VII
A todo esto, otra columna debía atacar frontalmente a los franceses, pero al mando de esta columna se hallaba Kutúzov. Sabía bien que nada, salvo el desorden, resultaría de aquella batalla empeñada contra su voluntad y procuraba, cuanto podía, contener a sus tropas, sin moverse del sitio.
Kutúzov iba silencioso en su caballito gris y contestaba con negligencia a cuantos le proponían el ataque.
—Ustedes sólo hablan de atacar y no ven que no sabemos hacer maniobras complicadas— dijo a Milorádovich, que le pedía permiso para pasar a la ofensiva.
—Esta mañana no han sabido coger vivo a Murat ni llegar a tiempo al punto de partida; ahora ya no hay nada que hacer— respondió a otro.
Cuando le informaron de que en la retaguardia de los franceses, donde según los cosacos antes no había nadie, se encontraban dos batallones de polacos, miró de reojo a Ermólov (a quien no dirigía la palabra desde la víspera).
—Todos piden que ataquemos, proponen un sinfín de proyectos, pero tan pronto como empezamos resulta que nada hay preparado y el enemigo, advertido, toma sus medidas.
Ermólov entornó los ojos y sonrió levemente al oír tales palabras. Comprendió que la tormenta había pasado para él y que Kutúzov se limitaría a esa insinuación.
—Se divierte a mi costa— dijo por lo bajo, tocando con la rodilla a Raievski, que estaba junto a él.
Poco después, Ermólov se acercó al Serenísimo y le dijo respetuosamente:
—Aún estamos a tiempo, Alteza. El enemigo no se fue. ¿Ordena que ataquemos? De otra manera, la Guardia no verá siquiera el humo.
Kutúzov no contestó nada; pero cuando le informaron de que las tropas de Murat retrocedían, ordenó el ataque. Sin embargo, a cada cien pasos mandaba hacer un alto de tres cuartos de hora.
Toda la batalla se redujo a la acción de los cosacos de Orlov-Denísov. El resto del ejército perdió inútilmente algunos cientos de hombres.
Aquella batalla le valió a Kutúzov una condecoración de diamantes, Bennigsen recibió otra y cien mil rublos; los demás, según el grado de cada uno, obtuvieron también generosas recompensas. Y después de esa acción se hicieron nuevos cambios en el Estado Mayor.
“Nosotros siempre hacemos las cosas al revés”, comentaban los oficiales y generales rusos después de la batalla de Tarútino, como se dice ahora cuando se quiere dar a entender que hay un estúpido que lo hace todo al revés pero que nosotros procederíamos de otro modo. Pero quienes lo dicen o no saben de lo que hablan o se engañan voluntariamente. Toda batalla —sea la de Tarútino, la de Borodinó o la de Austerlitz— no sucede como imaginan sus organizadores. Ésa es su característica esencial.
Un número infinito de circunstancias (puesto que en ningún otro lugar es más libre el hombre que en el campo de batalla, donde se trata de vivir o morir) influye en la marcha del combate, que nunca puede conocerse antes y jamás coincide con la dirección de una sola fuerza.
Si muchas fuerzas actúan simultáneamente y desde diversas partes sobre un cuerpo cualquiera, la dirección en que se mueve aquel cuerpo no puede coincidir con ninguna de ellas, sino que es siempre la dirección media, la más breve, que en mecánica se expresa por la diagonal del paralelogramo de fuerzas.

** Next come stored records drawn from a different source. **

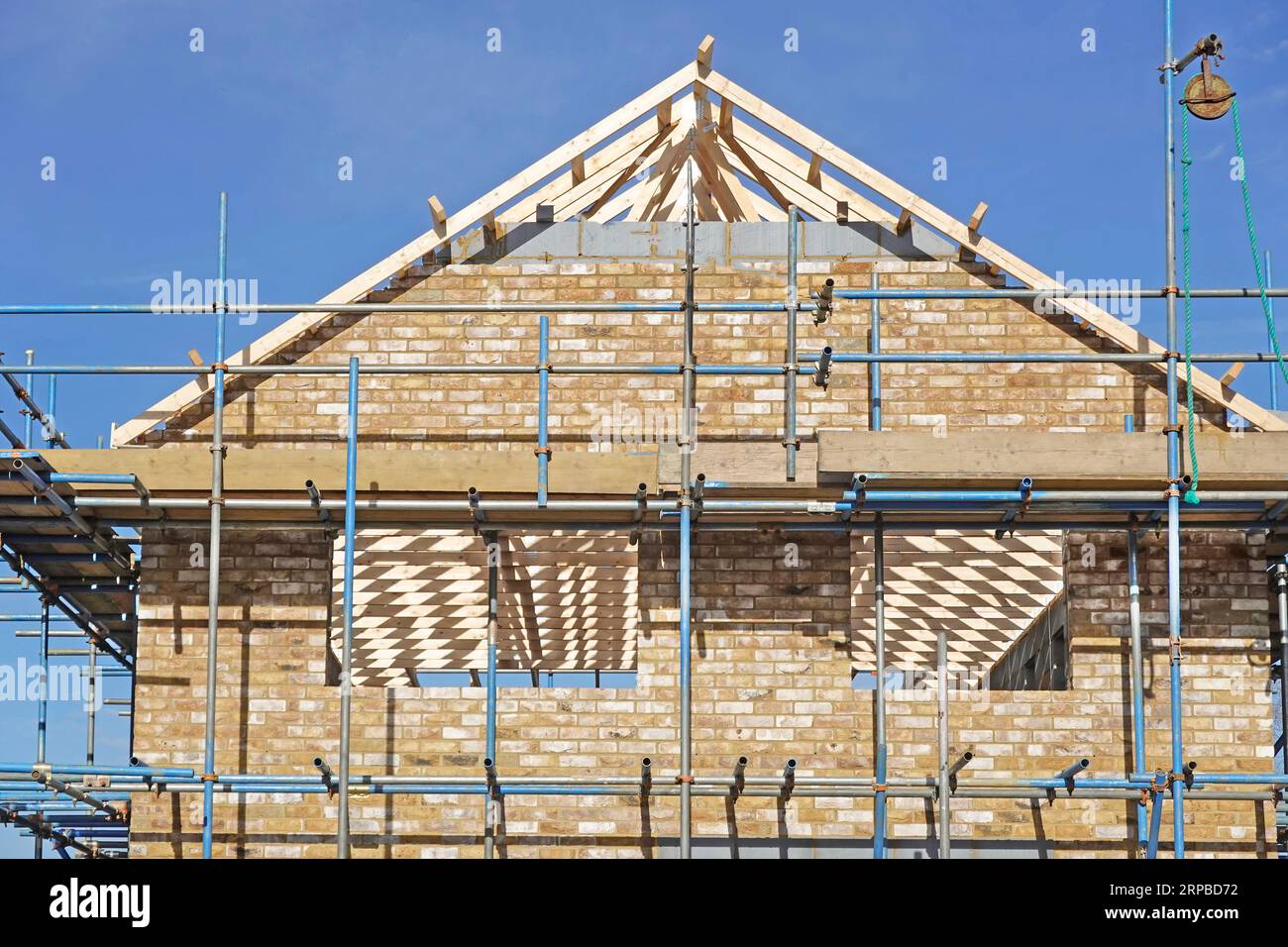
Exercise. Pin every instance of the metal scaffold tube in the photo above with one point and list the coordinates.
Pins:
(879, 802)
(686, 565)
(790, 368)
(1280, 570)
(489, 802)
(1173, 447)
(351, 518)
(944, 789)
(1137, 676)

Si en las descripciones de los historiadores, especialmente de los franceses, leemos que sus guerras y batallas se ajustan a un plan preestablecido, la única deducción posible es que semejantes descripciones no responden a la verdad.
La batalla de Tarútino no alcanzó, evidentemente, el objetivo previsto por Toll: hacer entrar las tropas en acción según la orden de operaciones o el plan del conde Orlov de capturar a Murat vivo; o el de Bennigsen y otros jefes: destrucción fulminante de todo el cuerpo del ejercito enemigo; o el del oficial que deseaba distinguirse en aquella acción, o el del cosaco que pretendía adueñarse de un botín mayor, etcétera. Pero si el objetivo era el que en realidad se consiguió y que constituía entonces el deseo de todos los rusos —la expulsión de los franceses de Rusia y la destrucción de su ejército—, es evidente que la batalla de Tarútino, gracias, precisamente, a tales incoherencias, fue lo que se precisaba en aquel momento de la campaña. Es difícil, casi imposible, imaginar otro desenlace más oportuno que el de esta batalla: pese a sus exiguos recursos, en medio de la más grande confusión, dio, con pérdidas insignificantes, los mejores resultados de toda la guerra. Del retroceso se pasó al ataque, se puso de manifiesto la debilidad de los franceses y se dio el golpe que el ejército de Napoleón esperaba para iniciar su huida.